Wij ervaren hier welk een machtige indruk het feit, dat op het netvlies in het oog een beeld van de wereld ervoor wordt gevormd, op iemand heeft gemaakt, die het heeft ontdekt of die althans tot de eerste kenners van dit feit behoorde. Bovendien ervaren wij, hoezeer Leonardo zich met de ver­schijnselen vereenzelvigde, hoe hij innerlijk geheel en al meedeed met de wijze van ontstaan van zulke verschijnselen. Wanneer ons deze geestdrift tegemoet waait over een nu algemeen bekend feit, merken wij pas hoe blasé en aanmatigend wij meestal tegenover de dingen staan. Zoals Leonardo spreekt van een wedergeboren worden van het beeld der dingen achter de pupil, zo zouden wij ons beeld van de wereld, dat tot dood tafereel is geworden, weer tot nieuw leven moeten wekken. Leonardo kon ons daarbij helpen.

Uit zulke uitingen van Leonardo spreekt het zoeken naar een volkomen gaaf en zuiver beeld van de uiterlijke werkelijkheid. Zij zijn het resultaat van de meest zorgvuldige waarneming en weergave van de waarnemingsresultaten. Bij ieder onderzoek treedt het grote gevaar op, dat men persoonlijke menin­gen, vooroordelen enz. in de weergave van de resultaten gaat mengen. De scholing tot wetenschappelijk onderzoeker berust er voor een belangrijk deel op hiervan af te zien. Dit heeft niet alleen betekenis voor de wetenschap, maar hierin schuilt een belangrijke algemeen menselijke waarde. Zodra iemand wel zijn al te persoonlijke dingen laat gelden bij de verwerking van de indrukken uit een omgeving, wordt zijn wereldbeeld verwrongen en vaak zelfs karikaturaal. Aan dit gevaar ontkomen de meeste mannen van de wetenschap wel. Er is echter iets anders dat juist bij de modern geschoolde onderzoeker voortdurend het wereldbeeld dreigt te vertroebelen en zelfs te verduisteren, namelijk de neiging theoretische verklaringen te geven op pun­ten waar alleen zuivere beschrijving en ontwarring van de verschijnselen licht kan brengen.
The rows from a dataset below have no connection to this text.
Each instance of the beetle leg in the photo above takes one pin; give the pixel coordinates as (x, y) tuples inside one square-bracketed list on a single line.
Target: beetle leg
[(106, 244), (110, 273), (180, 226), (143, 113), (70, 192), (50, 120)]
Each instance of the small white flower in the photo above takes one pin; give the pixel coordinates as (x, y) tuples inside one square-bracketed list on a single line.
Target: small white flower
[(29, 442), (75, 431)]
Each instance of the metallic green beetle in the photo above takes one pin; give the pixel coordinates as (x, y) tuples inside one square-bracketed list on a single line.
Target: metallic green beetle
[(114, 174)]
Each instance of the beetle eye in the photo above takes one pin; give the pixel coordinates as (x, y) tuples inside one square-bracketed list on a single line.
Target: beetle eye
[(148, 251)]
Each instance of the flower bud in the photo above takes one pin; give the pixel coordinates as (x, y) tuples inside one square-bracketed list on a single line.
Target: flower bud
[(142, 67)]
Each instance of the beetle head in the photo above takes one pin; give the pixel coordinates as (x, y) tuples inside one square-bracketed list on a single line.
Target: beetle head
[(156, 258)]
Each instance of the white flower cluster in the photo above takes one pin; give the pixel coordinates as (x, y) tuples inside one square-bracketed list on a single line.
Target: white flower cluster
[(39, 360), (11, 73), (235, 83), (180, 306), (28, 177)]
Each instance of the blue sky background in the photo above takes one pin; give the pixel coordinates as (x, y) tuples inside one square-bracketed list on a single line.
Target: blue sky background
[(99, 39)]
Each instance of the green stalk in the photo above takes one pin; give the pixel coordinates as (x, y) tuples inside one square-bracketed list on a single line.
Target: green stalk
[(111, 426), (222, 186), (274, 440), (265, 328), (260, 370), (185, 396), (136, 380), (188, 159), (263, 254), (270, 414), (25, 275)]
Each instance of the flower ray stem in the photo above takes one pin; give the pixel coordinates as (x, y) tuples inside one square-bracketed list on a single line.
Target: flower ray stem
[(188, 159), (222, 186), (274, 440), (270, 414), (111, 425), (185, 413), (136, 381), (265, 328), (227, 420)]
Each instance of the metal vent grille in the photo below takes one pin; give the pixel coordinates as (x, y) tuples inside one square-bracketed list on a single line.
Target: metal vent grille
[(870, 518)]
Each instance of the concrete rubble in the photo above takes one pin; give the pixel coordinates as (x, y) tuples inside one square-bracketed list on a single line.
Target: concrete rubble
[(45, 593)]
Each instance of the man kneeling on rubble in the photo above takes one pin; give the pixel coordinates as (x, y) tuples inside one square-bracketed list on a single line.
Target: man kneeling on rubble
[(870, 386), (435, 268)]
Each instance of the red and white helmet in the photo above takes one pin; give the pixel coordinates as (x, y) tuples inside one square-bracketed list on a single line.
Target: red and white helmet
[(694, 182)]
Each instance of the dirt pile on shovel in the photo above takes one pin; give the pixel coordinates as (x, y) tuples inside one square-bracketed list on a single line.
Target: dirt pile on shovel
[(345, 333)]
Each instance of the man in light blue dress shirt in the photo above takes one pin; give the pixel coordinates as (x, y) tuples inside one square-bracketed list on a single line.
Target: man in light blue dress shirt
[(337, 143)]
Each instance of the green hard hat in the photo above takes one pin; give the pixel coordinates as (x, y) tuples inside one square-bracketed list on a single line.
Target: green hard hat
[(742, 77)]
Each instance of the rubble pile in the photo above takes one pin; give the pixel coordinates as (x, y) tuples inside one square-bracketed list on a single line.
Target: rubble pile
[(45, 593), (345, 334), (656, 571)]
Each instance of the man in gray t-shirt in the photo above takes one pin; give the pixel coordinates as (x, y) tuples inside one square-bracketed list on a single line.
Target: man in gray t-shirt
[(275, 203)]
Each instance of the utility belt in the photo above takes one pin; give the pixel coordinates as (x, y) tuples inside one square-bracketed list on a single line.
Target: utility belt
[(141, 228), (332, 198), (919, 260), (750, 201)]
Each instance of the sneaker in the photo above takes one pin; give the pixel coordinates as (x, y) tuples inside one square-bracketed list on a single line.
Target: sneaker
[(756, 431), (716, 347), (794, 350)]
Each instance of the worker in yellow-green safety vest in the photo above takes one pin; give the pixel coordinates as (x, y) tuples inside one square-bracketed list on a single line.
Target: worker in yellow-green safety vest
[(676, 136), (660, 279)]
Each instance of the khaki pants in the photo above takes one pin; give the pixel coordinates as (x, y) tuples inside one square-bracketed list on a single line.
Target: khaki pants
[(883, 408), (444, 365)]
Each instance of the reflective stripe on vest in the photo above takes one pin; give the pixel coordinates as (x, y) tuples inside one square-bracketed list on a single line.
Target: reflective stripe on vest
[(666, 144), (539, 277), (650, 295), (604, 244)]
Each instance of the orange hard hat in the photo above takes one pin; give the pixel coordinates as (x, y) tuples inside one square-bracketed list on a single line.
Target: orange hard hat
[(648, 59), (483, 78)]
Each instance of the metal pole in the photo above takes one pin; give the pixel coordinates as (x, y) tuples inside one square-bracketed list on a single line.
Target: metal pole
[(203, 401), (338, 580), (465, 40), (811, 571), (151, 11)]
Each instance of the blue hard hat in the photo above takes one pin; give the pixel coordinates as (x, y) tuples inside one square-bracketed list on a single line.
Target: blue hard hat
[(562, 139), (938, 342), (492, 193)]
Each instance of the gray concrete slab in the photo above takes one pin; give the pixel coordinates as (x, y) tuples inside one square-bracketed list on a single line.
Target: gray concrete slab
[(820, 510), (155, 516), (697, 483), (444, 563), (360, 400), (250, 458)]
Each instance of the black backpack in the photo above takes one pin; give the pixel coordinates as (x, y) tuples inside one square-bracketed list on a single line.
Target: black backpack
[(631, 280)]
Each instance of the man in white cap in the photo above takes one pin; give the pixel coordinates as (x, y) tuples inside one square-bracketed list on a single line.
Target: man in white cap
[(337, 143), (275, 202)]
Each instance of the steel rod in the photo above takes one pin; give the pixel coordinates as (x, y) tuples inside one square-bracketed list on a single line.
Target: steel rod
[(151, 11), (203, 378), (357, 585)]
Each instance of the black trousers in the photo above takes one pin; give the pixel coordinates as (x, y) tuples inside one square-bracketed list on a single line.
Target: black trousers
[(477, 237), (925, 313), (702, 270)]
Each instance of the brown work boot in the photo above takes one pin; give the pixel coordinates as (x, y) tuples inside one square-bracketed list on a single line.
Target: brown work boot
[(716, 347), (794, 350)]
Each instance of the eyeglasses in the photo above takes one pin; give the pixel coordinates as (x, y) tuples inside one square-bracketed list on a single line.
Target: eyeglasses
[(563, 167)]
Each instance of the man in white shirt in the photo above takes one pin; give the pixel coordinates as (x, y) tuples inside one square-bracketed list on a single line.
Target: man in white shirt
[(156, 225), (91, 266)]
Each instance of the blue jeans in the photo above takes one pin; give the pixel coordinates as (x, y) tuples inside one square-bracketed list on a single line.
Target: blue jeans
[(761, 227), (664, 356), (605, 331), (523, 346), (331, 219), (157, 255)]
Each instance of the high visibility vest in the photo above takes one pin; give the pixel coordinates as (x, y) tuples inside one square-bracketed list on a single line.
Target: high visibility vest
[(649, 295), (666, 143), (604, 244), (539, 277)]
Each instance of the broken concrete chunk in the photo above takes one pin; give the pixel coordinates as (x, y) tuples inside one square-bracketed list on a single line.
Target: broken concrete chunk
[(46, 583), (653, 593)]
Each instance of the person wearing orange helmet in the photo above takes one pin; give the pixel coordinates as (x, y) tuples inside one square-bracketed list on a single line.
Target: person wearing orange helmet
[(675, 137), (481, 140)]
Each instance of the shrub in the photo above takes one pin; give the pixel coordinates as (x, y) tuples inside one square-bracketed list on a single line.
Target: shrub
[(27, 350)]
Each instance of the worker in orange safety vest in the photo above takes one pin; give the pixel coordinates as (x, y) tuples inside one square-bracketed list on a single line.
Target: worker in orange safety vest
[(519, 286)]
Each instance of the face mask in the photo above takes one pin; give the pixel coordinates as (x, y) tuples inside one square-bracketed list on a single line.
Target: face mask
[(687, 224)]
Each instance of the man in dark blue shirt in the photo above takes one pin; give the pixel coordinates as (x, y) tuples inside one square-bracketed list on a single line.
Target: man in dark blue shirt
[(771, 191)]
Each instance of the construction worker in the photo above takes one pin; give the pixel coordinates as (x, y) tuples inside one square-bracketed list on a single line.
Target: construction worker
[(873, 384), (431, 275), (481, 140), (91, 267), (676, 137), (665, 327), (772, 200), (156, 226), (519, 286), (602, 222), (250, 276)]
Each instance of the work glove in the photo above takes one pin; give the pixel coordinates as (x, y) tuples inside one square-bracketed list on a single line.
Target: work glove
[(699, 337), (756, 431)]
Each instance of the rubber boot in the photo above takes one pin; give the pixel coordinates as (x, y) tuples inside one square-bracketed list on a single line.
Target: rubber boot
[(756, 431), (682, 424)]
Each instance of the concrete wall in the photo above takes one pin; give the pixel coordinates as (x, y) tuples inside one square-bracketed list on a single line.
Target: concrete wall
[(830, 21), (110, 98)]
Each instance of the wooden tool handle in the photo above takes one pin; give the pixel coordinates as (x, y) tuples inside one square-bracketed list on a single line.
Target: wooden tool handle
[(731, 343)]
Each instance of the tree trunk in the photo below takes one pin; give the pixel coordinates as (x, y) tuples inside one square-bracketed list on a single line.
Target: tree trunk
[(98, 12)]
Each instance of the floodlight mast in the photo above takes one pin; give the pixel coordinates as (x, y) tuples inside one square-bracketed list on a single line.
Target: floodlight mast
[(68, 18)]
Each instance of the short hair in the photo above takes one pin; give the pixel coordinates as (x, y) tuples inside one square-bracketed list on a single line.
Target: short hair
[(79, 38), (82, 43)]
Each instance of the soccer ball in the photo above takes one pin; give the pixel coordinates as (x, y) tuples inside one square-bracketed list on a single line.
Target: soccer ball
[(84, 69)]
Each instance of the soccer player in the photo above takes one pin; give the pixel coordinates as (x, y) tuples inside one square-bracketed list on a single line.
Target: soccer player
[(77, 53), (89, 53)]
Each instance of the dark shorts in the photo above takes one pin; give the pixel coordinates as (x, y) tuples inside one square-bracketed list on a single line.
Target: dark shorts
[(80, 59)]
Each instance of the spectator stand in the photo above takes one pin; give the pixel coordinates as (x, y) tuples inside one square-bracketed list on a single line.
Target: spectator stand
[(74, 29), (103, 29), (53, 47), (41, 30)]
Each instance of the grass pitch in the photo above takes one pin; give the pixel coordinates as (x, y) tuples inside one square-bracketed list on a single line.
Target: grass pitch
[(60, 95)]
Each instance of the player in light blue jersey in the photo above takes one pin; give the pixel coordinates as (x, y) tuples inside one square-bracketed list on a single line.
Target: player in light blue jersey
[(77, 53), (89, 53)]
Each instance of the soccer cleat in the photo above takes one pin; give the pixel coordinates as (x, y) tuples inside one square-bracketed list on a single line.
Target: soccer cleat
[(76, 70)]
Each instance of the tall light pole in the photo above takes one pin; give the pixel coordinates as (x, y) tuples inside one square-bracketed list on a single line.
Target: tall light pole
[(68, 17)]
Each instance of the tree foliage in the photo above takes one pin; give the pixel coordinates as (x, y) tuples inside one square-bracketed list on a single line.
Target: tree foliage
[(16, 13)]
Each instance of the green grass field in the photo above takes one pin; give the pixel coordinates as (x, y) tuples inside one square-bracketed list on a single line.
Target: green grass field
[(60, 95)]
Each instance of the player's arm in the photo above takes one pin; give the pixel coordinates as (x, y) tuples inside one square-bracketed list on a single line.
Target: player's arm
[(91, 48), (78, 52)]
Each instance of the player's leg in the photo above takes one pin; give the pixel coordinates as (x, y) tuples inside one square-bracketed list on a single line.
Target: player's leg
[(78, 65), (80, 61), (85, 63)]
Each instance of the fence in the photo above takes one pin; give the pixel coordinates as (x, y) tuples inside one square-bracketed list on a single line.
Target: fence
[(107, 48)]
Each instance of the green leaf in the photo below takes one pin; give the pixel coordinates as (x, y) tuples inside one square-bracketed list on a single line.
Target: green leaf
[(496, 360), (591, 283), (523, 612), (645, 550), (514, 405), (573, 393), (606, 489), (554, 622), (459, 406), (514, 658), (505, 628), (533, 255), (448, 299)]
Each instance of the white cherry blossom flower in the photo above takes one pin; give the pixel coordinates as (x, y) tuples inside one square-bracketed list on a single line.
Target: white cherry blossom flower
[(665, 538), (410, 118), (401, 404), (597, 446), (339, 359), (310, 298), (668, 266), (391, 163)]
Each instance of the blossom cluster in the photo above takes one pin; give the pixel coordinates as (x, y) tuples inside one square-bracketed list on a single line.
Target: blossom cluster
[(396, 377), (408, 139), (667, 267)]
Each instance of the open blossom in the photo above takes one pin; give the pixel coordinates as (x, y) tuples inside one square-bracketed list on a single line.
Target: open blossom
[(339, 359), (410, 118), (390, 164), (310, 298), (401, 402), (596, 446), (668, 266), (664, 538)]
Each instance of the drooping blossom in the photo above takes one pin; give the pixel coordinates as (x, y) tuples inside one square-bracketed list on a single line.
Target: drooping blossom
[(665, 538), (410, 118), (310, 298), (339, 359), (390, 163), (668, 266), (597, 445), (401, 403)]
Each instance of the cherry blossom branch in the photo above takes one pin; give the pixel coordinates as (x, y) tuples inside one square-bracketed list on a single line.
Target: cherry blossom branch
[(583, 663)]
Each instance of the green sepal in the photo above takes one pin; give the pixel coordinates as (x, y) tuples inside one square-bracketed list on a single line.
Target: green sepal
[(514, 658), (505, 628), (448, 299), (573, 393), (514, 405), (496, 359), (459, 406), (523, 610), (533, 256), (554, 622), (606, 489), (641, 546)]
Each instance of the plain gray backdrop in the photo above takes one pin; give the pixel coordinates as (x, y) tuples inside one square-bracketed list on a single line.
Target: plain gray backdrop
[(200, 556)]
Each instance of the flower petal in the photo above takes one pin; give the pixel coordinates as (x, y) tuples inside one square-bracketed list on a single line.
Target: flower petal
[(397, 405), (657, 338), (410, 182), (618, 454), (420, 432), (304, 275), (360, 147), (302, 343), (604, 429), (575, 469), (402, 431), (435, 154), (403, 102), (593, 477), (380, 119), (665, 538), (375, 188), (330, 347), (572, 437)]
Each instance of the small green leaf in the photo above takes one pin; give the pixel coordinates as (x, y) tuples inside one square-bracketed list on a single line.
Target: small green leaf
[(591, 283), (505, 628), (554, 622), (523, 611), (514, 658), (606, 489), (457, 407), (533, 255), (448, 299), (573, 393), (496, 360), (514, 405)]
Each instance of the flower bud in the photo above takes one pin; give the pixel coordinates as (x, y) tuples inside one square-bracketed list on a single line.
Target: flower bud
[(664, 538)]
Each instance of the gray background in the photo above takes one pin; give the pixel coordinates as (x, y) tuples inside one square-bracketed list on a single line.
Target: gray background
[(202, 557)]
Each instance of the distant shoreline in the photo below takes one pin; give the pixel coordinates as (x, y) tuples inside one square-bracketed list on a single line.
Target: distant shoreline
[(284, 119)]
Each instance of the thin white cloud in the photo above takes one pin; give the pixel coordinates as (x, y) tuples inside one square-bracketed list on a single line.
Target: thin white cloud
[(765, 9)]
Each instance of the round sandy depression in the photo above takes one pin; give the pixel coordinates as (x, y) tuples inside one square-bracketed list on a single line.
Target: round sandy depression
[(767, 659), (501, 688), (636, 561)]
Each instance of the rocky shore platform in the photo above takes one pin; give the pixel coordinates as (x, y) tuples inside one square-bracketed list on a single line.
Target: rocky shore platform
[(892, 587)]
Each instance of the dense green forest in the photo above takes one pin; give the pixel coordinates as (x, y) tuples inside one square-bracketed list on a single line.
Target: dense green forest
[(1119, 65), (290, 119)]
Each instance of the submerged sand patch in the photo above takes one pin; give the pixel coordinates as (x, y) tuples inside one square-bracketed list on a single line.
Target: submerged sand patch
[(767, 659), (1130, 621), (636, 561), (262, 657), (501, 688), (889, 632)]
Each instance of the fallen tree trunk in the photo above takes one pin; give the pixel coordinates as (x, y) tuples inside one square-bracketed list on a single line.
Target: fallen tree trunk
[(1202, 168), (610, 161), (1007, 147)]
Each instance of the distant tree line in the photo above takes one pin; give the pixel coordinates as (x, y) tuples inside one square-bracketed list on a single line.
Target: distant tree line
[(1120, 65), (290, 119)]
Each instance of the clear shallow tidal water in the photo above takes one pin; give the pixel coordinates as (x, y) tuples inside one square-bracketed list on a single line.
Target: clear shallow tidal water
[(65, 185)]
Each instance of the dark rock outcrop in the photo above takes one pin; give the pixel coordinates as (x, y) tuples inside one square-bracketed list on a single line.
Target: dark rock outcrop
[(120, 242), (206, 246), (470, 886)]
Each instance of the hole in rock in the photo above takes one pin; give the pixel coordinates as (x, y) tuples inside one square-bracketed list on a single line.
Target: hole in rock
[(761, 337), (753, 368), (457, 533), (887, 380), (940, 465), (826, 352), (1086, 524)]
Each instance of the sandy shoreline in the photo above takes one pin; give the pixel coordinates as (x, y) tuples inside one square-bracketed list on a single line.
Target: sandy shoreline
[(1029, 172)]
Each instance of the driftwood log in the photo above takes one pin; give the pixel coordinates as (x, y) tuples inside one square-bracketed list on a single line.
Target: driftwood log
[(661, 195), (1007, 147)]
Wat zien wij nu hier bij Leonardo? Een zeer zuivere beschrijving, maar ook een zeer persoonlijke uiting. Dus toch een zonde tegen de heilige beginselen van de wetenschap? Neen, want bij nadere beschouwing blijkt deze uiting geen oordeel in te houden, maar alleen een toevoeging te zijn om de diepgaande verwondering en bewondering, waarmee hij innerlijk reageert, te kenschetsen. Waarom troffen deze dingen Leonardo zo diep?

In de eerste plaats omdat zij uitingen van de verheven wijsheid en schoon­heid, die ons van alle kanten tegemoet stralen, zijn. Maar ze moesten hem des te meer treffen, omdat hij ongetwijfeld te voren reeds een grondige kennis van de wetten der mechanica had. Wat hij nu bij het licht ziet, is daarmee in volkomen tegenspraak. Wanneer men een vast voorwerp uit zou breiden, zoals de beelden, die het licht bij de verspreiding voortdraagt, uitgebreid worden, dan zou de vorm onherstelbaar versplinterd worden.

In de loop van een lichtbundel en op ieder punt daarvan kan men daaren­tegen het beeld en dus de vorm van de lichtbron telkens opnieuw, zij het ook in verschillende grootte, laten ontstaan. Met behulp van een lens of een kleine opening kan men hem op een scherm projecteren: “und durch sie (de lichtbundels) wird das Abbild des Körpers ganz ins Ganze getragen und ganz in die Teile”.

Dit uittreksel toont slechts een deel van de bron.